DNA nanotechnology and DNA Origami

It was in 1982 when Nadrian Seeman first conceptualized the idea of using DNA as a structural element for arranging proteins in a lattice[1]. The introduction of DNA Origami technique by Paul Rothemund in 2006, further established the usage of DNA as a structural material[2]. The programmable self assmbly of DNA along with advanced in-silico design strategies, have realized the opportunity to engineer highly structured synthetic materials and systems in a bottom up fashion.[3] Since then, a wide range of DNA nanostructures of custom 2D and 3D formations have been reported for potential applications in chemical, biological and physical sciences. [4, 5, 6, 7, 8]

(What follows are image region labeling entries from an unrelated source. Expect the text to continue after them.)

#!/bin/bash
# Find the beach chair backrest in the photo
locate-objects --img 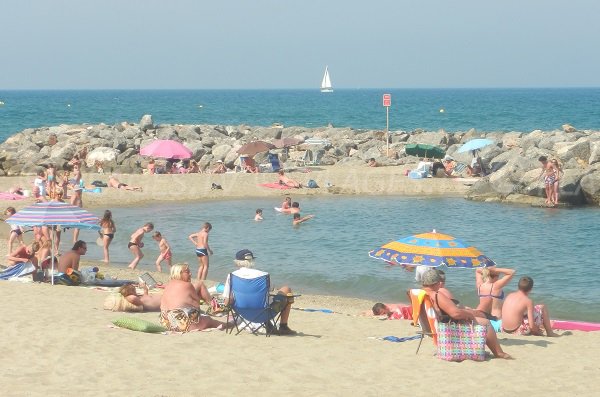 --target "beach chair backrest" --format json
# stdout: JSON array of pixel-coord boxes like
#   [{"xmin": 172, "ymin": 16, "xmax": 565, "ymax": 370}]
[
  {"xmin": 408, "ymin": 288, "xmax": 437, "ymax": 345},
  {"xmin": 229, "ymin": 273, "xmax": 274, "ymax": 323}
]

DNA Origami in the Nanorover, acts as an assembly platform to connect the Dyna Bead and the liposome, signifying the culmination of material science and synthetic biology via DNA Nanotechnology. A DNA origami tube comprising of a bundle of 6 DNA helices (6HB) was used as the model of choice for this purpose. Well established structural studies of these 6 helix bundles, make them an ideal choice as the constitutional framework of the Nanorover.

Step 1

Circular single stranded DNA of length 8064 nucleotides was chosen as the scaffold sequence for the construction of 6 helix bundles. DNA origami was designed using the software cadnano. A detailed description of the staples design and sequences can be obtained here.

Step 2

Autodesk Nanodesign software was used to further model the design from Step 1. Eight attachment sites also called "handle sequences", protruding radially outward were designed for further functional modifications. The ability to analyze the melting point profiles for individual helices was particularly useful for fine tuning the structural aspects of the 6 helix bundles.

Step 3

Verification of the robustness of 6 helix bundles was obtained by running CanDo solid-body simulations. CanDo simulation results as depicted in the adjacent figures confirmed that the origami designs would be able to provide global linearity due to there stiffness.

Step 4

The origami was constructed using the scaffold with 8064 nucleotides in a one pot annealing reaction. The assembly was completed by using short synthetic staples strands which make up the core structure and also hybridize with binding sequences for the attachment of biotinylated liposomes as well as functionalised Dynabeads.

Step 5

The folded 6HB were modified by attaching streptavidinylated ssDNA to serve as multiple attachment points for biotinylated liposomes. Furthermore, an additional loop in the structure is hybridized with yet another oligo sequence which can attach to Dynabeads®through appropriate click-chemistry

References

  1. Seeman, N. C. Nucleic acid junctions and lattices. J. Theor. Biol. 99, 237–247 (1982).
  2. Rothemund, P. W. K. Folding DNA to create nanoscale shapes and patterns. Nature 440, 297–302 (2006).
  3. Douglas, S. M. et al. Rapid prototyping of 3D DNA-origami shapes with caDNAno. Nucleic Acids Res. 37, 5001–5006 (2009).
  4. He, Y. et al. Hierarchical self-assembly of DNA into symmetric supramolecular polyhedra. Nature 452, 198–201 (2008).
  5. Yin, P. et al. Programming DNA tube circumferences. Science 321, 824–826 (2008).
  6. Douglas, S. M. et al. Self-assembly of DNA into nanoscale three-dimensional shapes. Nature 459, 414–418 (2009).
  7. Ke, Y., Ong, L. L., Shih, W. M. & Yin, P. Three-Dimensional Structures Self-Assembled from DNA Bricks. Science 338, 1177–1183 (2012).
  8. Douglas, S. M., Bachelet, I. & Church, G. M. A Logic-Gated Nanorobot for Targeted Transport of Molecular Payloads. Science 335, 831–834 (2012).